What does that mean to my preschooler? What does that mean for me, for you?

Frankly, I don’t think it means much to my little guy. What he will see is me and my husband. This Easter weekend, he will witness the work of the Holy Spirit in us.  The Spirit will allow us to demonstrate patience and faithfulness in the waiting and the unknown. As Jesus asked the disciples before us, we will testify and bear witness to the hope we have in eternal life.

I can’t spare my son the frustration of the unknown, I can’t even perfectly explain the mysteries of our faith. In some moments, I will lose faith, and show up to the tomb with preparations for the dead when I should’ve been prepared to greet the living!

One day I hope my son will understand, that Jesus does surprise us.  Sometimes when we lose sight, he shows up where we least expected to find him and yet it’s where he planned to be all along. He doesn’t turn us away in our unbelief, but instead he invites us back on the journey, and continues to prepare us the work that has yet to be done.

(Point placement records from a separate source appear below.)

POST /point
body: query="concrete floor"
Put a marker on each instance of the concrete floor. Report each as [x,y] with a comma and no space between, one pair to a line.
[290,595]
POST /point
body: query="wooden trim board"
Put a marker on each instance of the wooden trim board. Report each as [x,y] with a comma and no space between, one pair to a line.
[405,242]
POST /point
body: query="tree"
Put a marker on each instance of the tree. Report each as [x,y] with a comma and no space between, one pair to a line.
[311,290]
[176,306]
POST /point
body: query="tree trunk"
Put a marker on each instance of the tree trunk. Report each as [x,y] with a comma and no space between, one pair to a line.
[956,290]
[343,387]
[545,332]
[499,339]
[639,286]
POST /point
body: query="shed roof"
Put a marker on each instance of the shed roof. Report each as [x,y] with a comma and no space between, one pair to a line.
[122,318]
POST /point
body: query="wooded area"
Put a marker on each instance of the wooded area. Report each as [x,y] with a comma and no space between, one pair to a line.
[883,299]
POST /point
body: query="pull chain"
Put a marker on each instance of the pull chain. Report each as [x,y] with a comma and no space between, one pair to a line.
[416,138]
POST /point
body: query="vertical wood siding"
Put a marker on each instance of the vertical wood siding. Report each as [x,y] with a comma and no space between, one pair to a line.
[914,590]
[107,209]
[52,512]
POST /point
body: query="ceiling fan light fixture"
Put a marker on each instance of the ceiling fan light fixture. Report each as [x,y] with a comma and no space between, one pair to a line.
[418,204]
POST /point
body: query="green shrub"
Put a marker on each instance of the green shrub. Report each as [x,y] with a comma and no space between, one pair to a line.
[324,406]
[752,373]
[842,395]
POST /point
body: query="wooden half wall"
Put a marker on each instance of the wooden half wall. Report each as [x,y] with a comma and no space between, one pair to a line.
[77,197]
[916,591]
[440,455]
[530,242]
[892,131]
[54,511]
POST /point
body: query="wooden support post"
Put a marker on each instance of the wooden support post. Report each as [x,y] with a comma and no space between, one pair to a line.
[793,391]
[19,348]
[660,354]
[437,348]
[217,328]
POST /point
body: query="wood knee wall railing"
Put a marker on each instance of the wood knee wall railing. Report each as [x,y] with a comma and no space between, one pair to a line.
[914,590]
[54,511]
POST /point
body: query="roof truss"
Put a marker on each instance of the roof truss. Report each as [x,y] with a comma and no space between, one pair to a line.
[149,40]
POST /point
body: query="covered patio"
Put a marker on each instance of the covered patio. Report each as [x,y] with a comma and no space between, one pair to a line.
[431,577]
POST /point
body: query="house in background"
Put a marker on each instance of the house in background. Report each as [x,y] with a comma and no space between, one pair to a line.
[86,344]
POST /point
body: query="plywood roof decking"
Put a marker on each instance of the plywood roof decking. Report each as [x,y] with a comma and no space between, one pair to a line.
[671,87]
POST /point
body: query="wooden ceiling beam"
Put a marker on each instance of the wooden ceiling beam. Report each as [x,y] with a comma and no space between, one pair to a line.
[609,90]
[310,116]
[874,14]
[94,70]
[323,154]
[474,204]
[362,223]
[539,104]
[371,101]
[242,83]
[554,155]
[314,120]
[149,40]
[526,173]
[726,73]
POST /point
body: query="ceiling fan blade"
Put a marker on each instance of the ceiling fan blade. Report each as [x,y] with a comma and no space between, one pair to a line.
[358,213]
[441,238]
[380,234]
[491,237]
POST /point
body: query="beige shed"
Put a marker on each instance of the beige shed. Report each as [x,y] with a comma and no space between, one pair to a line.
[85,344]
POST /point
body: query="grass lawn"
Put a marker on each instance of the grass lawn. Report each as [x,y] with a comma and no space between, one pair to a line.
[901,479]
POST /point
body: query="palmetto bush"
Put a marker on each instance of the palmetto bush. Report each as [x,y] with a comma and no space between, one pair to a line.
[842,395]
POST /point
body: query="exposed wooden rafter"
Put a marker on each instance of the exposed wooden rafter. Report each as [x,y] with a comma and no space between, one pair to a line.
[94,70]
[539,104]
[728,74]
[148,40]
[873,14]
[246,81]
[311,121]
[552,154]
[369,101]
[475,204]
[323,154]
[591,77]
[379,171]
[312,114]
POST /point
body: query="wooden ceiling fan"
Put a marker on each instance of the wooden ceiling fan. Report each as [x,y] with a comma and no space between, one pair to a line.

Catharine Griffin was born and raised in Covington, Georgia. She earned an M.A. in Biblical Counseling from Dallas Theological Seminary in 2012. She enjoys mentoring and discipling college women and is currently doing so at East Texas Baptist University. She is passionate about hearing people's stories and helping people see their potential in Christ and serves this calling out as a Licensed Professional Counselor Associate. She has also been coordinating ministry to women for several years in various churches and longs to equip women to serve the church with biblically sound teaching. She is a mother to three boys, wife to a Baptist Student Minister, and enjoys teaching, writing, cooking and all things outside.